Tia Mowry looked like the picture-perfect teenager on "Sister, Sister," but she wasn't living a healthy lifestyle.
"TV sets are always catered, so I was surrounded by junk food 24/7. To my teenage self, it was like living in Willy Wonka's chocolate factory," the 38-year-old star wrote in her new cookbook " Whole New You: How Real Food Transforms Your Life, for a Healthier, More Gorgeous You " ( via People ).
"Everything I wanted was at my fingertips: Twizzlers, M&M's, Starbursts, potato chips, you name it," Mowry described. "And if something I craved wasn't there, all I had to do was ask: 'Chocolate chip cookies, please?' And they simply appeared. It was heaven. If heaven leads to health problems, that is."
To stay slim, she began taking diet pills.

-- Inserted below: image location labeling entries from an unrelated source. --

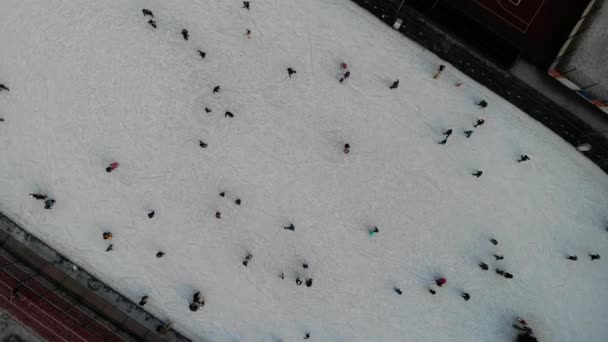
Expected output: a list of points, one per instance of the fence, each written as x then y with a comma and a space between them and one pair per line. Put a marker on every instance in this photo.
417, 27
61, 302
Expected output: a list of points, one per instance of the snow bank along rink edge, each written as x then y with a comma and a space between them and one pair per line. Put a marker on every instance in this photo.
92, 82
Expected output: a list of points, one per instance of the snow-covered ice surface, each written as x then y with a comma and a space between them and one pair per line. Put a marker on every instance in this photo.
91, 82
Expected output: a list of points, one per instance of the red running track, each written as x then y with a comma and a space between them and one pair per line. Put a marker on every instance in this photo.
52, 316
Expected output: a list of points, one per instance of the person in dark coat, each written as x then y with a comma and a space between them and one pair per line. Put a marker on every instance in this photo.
523, 157
479, 122
113, 166
440, 282
38, 196
49, 203
345, 76
247, 259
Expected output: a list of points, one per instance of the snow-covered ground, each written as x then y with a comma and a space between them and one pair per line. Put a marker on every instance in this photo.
91, 82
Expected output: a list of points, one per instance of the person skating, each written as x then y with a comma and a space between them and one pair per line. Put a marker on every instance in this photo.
164, 329
441, 68
38, 196
482, 104
447, 135
247, 259
49, 203
113, 166
395, 84
345, 76
440, 282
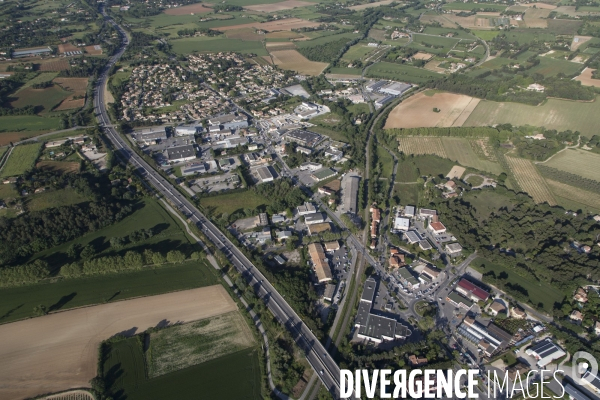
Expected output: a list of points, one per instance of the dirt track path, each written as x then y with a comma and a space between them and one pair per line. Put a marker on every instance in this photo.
59, 351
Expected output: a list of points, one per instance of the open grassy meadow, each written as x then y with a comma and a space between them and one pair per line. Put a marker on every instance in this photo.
182, 346
460, 150
124, 373
54, 198
229, 203
205, 44
406, 73
21, 159
18, 302
578, 162
553, 114
539, 292
168, 231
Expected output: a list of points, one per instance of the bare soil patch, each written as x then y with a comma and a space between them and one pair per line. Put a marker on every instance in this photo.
586, 78
59, 351
55, 65
417, 111
189, 9
284, 5
294, 61
280, 25
63, 48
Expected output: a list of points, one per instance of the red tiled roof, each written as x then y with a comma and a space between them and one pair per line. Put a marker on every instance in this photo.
476, 291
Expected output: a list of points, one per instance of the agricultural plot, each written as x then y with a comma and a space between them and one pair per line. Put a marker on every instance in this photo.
182, 346
458, 149
189, 9
586, 78
405, 73
573, 193
530, 180
417, 111
21, 159
553, 114
294, 61
577, 162
66, 344
44, 100
422, 145
283, 5
551, 67
204, 44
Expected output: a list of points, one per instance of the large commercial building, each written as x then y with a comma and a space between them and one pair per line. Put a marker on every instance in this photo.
374, 327
181, 153
489, 338
545, 352
303, 138
320, 263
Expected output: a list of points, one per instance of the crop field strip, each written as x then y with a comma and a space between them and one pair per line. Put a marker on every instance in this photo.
576, 161
422, 145
21, 159
573, 193
49, 367
182, 346
530, 180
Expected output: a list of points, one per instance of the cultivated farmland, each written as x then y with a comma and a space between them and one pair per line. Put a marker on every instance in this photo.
417, 111
574, 194
422, 145
189, 9
530, 180
59, 351
21, 159
586, 78
182, 346
553, 114
283, 5
293, 60
577, 162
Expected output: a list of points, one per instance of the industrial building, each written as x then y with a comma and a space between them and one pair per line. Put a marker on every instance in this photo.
374, 327
181, 153
303, 138
229, 121
264, 174
545, 352
195, 168
320, 263
490, 338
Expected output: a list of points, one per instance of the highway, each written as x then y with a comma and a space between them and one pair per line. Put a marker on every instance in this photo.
327, 370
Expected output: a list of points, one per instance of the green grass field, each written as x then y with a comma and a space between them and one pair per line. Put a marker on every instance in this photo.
578, 162
471, 6
54, 198
125, 375
326, 39
406, 73
408, 193
149, 214
553, 114
18, 303
458, 149
552, 67
229, 203
345, 71
204, 44
44, 100
539, 292
21, 159
387, 162
486, 35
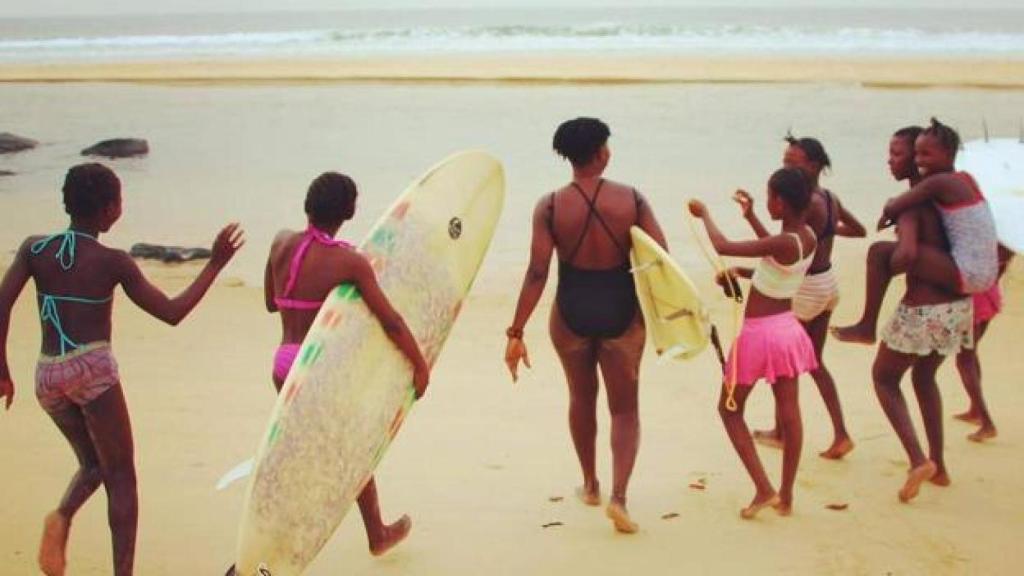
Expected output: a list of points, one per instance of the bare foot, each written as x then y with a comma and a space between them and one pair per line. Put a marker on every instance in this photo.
856, 334
771, 439
51, 549
783, 508
393, 534
940, 478
839, 449
621, 518
983, 434
759, 503
589, 497
913, 480
970, 416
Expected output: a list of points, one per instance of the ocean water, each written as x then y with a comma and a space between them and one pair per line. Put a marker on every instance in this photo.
834, 32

"I didn't feel fat, but the pressure of being on television and wanting to look sexy and beautiful took over," she confessed. "I'm not proud of it. I got skinny, but the pills caused my heart to race, and I knew in my gut that I was hurting myself."
Mowry didn't kick her diet-pill habit until she took a psychology class in college. A professor convinced her to write "Give up diet pills" on paper and toss it into a fire.
"As I watched the paper crackle and burn, something in me released," the mom of one shared. "I haven't touched diet pills since that day, and thankfully, I haven't wanted to."